Chez Sobeys/IGA, on indiquait hier à la direction québécoise de cet important distributeur et détaillant en alimentation que « nous avons été déçus d’apprendre la nouvelle. Nous avons connu une relation d’affaires productive avec Target Canada depuis l’annonce de notre entente de distribution en gros en 2011 visant à approvisionner le réseau canadien de Target, principalement en produits réfrigérés et surgelés ».

Quant à l’impact de cette fermeture sur les prochains résultats de Sobeys/IGA, on indiquait tout au plus que « nous sommes en mesure d’affirmer que la perte de ce compte de gros n’aura pas d’effet important sur nos résultats ».

EXISTENCE TROP BRÈVE

En fait, comme dans ses autres secteurs de vente, l’existence de Target au Canada dans l’énorme marché de l’alimentation aura été trop brève et trop faible pour avoir eu un effet notable.

Selon l’analyste Peter Sklar, spécialiste du commerce de détail chez BMO Marchés des capitaux, les ventes alimentaires de Target étaient d’à peine 300 millions, sur une base annualisée.

C’était très inférieur aux attentes, mais aussi minime par rapport aux 100 milliards de l’ensemble du marché alimentaire au détail au Canada, note l’analyste dans un avis publié hier pour les clients-investisseurs de BMO (Banque de Montréal).

À la direction de Metro, pendant ce temps, on préférait décliner pour le moment tout commentaire sur l’impact de la fin du partenariat de sa filiale Brunet avec Target pour l’exploitation de pharmacies en franchise dans ses magasins au Québec.

« Nous n’avons pas encore en mains les documents officiels et les informations nécessaires pour commenter la suite des choses avec nos franchises Brunet dans les magasins Target. Tout ce que nous voyons aujourd’hui, c’est l’aboutissement de la situation difficile chez Target. »

— Marie-Claude Bacon, directrice du service des affaires corporatives chez Metro, qui détient l’enseigne Brunet par l’entremise de sa filiale McMahon en distribution pharmaceutique

À l’annonce du partenariat entre Brunet et Target, en mai 2014, les dirigeants de McMahon et de Metro prévoyaient ouvrir au moins 18 pharmacies en franchise dans le réseau de 26 magasins Target au Québec.

En date d’hier, 14 pharmacies Brunet étaient en exploitation chez Target, soit 12 avec de nouveaux franchisés de l’enseigne et 2 avec des franchisés existants.

Il y a quelques mois, en commentant des résultats trimestriels de Metro, son président et chef de la direction, Éric La Flèche, avait exprimé sa déception envers les premiers résultats des franchises Brunet dans les magasins Target.

« Il y a clairement des problèmes d’achalandage dans les magasins Target. Nous ne sommes pas où nous voudrions être », avait-il indiqué lors d’une téléconférence d’analystes.

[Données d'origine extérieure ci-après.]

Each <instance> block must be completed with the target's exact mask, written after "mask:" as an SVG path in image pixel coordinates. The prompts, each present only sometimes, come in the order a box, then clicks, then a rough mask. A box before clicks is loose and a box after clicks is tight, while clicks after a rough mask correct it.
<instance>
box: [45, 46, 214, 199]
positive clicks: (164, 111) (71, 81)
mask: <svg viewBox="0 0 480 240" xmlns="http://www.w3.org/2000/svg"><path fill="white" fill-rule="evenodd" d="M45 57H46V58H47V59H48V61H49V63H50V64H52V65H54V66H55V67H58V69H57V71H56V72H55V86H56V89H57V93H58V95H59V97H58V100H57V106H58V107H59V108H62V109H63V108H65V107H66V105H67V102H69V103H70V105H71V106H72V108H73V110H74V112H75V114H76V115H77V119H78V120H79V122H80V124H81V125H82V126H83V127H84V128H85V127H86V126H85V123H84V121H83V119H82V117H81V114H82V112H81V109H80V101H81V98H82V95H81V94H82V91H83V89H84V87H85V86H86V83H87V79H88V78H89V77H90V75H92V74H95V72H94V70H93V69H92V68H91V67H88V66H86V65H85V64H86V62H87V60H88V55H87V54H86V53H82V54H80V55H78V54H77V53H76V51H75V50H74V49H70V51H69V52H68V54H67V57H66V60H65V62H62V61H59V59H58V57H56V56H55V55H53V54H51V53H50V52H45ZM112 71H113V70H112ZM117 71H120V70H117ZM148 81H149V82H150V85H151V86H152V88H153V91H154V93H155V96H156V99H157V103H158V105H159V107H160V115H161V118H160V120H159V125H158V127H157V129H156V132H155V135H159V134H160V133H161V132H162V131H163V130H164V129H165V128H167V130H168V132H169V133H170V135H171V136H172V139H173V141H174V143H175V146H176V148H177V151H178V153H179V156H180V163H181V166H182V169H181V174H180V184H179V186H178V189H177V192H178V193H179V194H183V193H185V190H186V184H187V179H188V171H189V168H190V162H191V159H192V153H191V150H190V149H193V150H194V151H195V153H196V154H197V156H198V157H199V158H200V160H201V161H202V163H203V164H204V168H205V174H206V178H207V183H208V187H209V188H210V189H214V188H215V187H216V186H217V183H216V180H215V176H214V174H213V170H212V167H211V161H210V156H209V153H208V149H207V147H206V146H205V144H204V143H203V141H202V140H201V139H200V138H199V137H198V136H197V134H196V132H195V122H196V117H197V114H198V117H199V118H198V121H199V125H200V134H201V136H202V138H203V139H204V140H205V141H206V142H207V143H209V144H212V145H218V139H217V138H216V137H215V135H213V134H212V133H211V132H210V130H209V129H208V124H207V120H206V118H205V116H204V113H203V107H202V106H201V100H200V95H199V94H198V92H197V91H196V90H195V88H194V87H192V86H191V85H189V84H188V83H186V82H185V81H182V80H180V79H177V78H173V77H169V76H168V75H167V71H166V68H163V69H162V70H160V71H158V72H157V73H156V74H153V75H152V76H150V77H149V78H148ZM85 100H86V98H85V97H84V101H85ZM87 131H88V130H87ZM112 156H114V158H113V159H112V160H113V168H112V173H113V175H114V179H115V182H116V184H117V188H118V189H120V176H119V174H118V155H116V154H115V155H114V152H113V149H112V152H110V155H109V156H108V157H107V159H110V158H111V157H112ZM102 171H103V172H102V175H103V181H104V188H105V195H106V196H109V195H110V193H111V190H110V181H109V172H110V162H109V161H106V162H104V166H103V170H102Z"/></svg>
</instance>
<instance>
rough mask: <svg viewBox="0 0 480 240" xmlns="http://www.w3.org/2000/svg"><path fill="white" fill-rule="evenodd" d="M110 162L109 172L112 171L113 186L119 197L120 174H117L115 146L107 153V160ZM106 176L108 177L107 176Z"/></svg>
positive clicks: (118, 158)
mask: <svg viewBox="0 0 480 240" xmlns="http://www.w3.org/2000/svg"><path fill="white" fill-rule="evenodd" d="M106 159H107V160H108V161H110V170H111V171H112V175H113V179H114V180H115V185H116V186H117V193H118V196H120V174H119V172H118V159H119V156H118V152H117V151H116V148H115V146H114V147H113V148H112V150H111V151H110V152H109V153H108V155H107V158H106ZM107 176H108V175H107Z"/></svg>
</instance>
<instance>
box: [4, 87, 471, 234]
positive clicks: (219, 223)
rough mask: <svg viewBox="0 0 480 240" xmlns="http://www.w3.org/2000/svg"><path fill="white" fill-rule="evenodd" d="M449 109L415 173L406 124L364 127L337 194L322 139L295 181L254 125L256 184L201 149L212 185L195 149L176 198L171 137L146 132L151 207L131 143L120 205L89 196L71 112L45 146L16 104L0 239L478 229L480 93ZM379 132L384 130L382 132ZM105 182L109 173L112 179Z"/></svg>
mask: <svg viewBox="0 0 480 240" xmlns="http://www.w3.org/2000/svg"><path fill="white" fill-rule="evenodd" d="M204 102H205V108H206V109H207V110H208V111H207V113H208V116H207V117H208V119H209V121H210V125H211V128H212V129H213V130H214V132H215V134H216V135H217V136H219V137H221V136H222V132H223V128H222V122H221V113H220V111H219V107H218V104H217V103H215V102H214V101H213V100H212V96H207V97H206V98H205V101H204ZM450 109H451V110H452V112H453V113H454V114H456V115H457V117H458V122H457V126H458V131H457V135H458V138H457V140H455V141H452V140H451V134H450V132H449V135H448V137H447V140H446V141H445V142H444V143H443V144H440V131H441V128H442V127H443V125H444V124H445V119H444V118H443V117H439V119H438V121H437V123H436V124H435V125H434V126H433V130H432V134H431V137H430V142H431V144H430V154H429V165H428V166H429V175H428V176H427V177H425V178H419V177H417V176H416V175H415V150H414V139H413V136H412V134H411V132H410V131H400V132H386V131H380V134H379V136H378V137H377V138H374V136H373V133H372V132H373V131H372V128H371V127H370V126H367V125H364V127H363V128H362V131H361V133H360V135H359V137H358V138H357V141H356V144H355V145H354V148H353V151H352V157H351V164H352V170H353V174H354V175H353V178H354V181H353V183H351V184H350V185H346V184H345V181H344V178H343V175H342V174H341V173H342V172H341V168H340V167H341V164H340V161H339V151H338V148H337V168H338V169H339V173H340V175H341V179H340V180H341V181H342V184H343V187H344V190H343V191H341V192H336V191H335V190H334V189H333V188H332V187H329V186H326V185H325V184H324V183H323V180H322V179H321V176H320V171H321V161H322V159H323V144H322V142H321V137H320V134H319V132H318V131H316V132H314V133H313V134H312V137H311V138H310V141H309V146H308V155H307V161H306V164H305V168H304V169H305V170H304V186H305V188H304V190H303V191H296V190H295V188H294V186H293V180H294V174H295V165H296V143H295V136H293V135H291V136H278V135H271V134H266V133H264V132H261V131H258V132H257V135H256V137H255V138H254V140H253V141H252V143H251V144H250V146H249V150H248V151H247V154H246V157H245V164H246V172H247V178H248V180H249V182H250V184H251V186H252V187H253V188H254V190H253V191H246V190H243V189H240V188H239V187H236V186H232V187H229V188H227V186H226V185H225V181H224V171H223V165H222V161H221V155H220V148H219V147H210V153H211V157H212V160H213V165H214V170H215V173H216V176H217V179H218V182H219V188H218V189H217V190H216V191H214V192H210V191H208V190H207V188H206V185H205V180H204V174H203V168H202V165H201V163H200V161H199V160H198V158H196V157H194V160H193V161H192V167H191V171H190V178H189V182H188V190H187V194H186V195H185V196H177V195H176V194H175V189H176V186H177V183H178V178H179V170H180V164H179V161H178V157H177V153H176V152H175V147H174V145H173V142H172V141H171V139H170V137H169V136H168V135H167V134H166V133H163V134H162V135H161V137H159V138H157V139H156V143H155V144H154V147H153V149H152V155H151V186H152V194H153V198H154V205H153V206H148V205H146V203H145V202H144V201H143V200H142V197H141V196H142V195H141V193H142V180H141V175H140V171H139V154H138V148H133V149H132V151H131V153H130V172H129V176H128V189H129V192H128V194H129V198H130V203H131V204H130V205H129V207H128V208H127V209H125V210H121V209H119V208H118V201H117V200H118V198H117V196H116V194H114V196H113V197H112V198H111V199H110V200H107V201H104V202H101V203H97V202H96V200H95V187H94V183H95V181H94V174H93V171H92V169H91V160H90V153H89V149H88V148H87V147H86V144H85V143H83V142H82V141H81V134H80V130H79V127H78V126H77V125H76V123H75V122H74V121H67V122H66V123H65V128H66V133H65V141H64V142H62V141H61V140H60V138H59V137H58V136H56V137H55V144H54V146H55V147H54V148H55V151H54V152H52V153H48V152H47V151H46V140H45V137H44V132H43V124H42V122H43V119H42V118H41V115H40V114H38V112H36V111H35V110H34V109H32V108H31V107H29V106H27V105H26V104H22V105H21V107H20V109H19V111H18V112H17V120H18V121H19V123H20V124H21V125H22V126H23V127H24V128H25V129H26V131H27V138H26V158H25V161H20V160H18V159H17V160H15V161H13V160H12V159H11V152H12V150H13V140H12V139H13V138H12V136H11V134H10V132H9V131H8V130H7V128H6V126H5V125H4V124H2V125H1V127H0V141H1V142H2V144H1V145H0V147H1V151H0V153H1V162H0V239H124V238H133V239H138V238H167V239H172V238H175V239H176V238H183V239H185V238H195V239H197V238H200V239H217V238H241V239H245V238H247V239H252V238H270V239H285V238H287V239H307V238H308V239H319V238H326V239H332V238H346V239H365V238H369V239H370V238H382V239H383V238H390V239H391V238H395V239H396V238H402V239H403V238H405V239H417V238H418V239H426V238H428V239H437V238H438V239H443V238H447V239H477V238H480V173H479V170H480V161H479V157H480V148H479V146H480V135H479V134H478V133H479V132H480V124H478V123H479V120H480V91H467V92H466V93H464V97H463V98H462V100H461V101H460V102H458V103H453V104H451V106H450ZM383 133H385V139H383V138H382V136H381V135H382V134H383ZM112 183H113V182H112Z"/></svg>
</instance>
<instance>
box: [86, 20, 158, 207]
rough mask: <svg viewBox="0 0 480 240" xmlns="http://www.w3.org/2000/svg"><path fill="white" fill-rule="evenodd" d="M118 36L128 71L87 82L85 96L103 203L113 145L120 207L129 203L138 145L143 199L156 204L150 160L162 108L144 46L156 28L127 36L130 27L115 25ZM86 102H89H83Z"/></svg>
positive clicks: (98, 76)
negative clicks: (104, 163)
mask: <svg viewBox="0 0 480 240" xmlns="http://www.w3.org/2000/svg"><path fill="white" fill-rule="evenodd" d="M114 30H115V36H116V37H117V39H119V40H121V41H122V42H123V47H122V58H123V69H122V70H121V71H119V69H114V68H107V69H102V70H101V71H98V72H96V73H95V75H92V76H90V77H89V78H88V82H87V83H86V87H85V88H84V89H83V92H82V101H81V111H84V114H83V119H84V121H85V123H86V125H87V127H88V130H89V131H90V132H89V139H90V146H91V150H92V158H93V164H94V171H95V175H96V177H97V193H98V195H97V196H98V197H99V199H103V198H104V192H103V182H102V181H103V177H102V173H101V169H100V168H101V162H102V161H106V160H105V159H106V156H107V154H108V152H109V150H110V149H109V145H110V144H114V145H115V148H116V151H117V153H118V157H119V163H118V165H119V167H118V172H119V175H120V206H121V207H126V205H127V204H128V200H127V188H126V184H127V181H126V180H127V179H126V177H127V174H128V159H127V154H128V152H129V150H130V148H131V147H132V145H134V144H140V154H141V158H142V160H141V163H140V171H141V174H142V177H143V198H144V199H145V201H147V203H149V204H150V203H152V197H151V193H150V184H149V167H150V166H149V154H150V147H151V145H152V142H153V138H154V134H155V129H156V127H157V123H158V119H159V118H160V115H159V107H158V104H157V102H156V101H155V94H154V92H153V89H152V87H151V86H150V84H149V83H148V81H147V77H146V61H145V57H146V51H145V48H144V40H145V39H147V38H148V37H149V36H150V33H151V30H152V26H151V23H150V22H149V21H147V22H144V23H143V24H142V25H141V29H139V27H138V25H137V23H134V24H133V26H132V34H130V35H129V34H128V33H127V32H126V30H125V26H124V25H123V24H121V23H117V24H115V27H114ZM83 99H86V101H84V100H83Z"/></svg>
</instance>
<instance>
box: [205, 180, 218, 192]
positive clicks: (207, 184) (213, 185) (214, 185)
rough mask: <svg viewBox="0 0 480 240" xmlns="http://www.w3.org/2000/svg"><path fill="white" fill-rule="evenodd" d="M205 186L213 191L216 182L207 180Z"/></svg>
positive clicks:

Mais encore hier, en commentant l’impact de la fin prochaine de Target au Canada sur les autres détaillants d’envergure, l’analyste David Hartley, spécialiste des détaillants chez Credit Suisse à Toronto, a indiqué dans une note à ses clients-investisseurs que « dans le marché de la pharmacie et des prescriptions, les volumes étaient très faibles chez Target et que, par conséquent, l’impact sur Metro et sa filiale Brunet devrait être insignifiant ».